Posted by Ronan Kavanagh on Sun, Apr 7th, 2013

In the computing and technology world a hacker is simply someone who looks to exploit network security issues and weaknesses in a computer system.  The reasons hackers dedicate so much time and effort to these activities is that they are motivated by reasons including profit, protest or to simply challenge themselves and gain credibility and reputation.  Companies like Facebook have in the past hired computer programmers that have shown exceptional hacking abilities at the company’s annual hack-a-thon for instance. 

Veracode, the leader in cloud based application security testing, has recently released its annual state of software security report.  The report includes up to date and extensive research on software vulnerability trends as well as some predictions on how these flaws could be exploited if left unaddressed and ultimately what this may mean for organisations and security professionals.

One of the most outstanding predictions made by Veracode suggests there will be a rise in ‘everyday hackers’.  What this means is while vulnerabilities are being realised on a daily basis more and more information and tutorials on how to exploit these are becoming more readily available across the net.  A simple Google search for ‘SQL injection hack’ yields 1.74 million results, including detailed videos with explicit instructions on how to exploit these common SQL injection vulnerabilities.  The availability of this information makes it easier and more possible for less technically skilled hackers to take advantage of this flaw and many more.  While SQL injection flaws are easily identified and fixed, Veracode found that over 32 percent of web applications are still affected by SQL injection vulnerabilities.

Evidence linking organisational intrusions and data breach events to application security issues is expanding at an exponential rate.  Web-based intrusions and hacking in general accounts for 52% of the breaches in 2011 and 2012 and this figure looks set to rise into 2013.  This comes as despite substantial improvements in awareness of the importance of securing software, decreases in the amount of exploitable coding flaws are not being seen.   

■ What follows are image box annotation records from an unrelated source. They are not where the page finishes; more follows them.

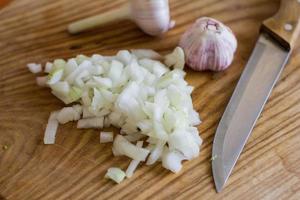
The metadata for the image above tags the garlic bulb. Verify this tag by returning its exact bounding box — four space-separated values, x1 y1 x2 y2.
130 0 175 36
68 0 175 36
179 17 237 71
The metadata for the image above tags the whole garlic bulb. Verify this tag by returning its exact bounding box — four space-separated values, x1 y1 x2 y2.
130 0 175 36
179 17 237 71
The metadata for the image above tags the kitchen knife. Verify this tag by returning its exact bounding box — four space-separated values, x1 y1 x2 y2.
212 0 300 192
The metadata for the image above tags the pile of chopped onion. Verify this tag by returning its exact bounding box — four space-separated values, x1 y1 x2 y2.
29 47 202 183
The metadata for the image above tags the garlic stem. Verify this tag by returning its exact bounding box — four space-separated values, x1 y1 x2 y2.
68 4 130 34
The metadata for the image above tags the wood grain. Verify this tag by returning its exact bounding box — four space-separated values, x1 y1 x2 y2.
263 0 300 50
0 0 300 200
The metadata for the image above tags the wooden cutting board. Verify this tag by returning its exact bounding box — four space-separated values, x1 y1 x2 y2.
0 0 300 200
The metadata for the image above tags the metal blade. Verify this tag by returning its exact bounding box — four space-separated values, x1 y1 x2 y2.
212 34 290 192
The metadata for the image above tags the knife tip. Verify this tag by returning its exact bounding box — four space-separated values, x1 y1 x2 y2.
212 158 226 193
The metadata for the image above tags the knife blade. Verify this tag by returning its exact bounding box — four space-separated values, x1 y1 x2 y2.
212 0 300 192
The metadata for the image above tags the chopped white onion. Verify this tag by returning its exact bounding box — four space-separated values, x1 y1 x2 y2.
130 49 162 60
27 63 42 74
44 62 53 73
57 107 80 124
36 76 48 87
77 117 104 128
34 48 202 182
100 131 114 143
105 167 126 184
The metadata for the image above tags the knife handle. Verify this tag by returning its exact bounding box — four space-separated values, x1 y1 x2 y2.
262 0 300 50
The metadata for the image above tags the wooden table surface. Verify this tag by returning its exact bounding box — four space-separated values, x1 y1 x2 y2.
0 0 300 200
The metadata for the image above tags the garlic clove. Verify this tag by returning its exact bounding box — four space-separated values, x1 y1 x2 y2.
165 47 185 69
179 17 237 71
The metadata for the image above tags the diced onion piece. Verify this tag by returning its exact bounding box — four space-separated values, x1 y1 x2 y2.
113 135 149 161
117 50 132 65
130 49 162 60
93 76 112 88
105 167 126 184
48 68 64 85
162 151 185 173
100 131 114 143
57 107 80 124
77 117 103 128
72 104 83 115
44 62 53 73
146 141 166 165
124 133 146 142
36 76 48 87
27 63 42 74
44 111 58 144
104 117 110 128
126 141 143 178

The research also concluded that the leading cause of security breaches and data loss for organizations stemmed from insecure software. The report found that 70 percent of software typically used by companies failed to comply with enterprise security policies on their first submission for security testing.  Ultimately, organisations need to be proactive and take action now to improve security measures on existing applications and networks, hackers and security threats are not going to go away anytime soon so every organisation out there should be doing everything they can to strengthen their defences and make it impossible for these threats to comprise the company.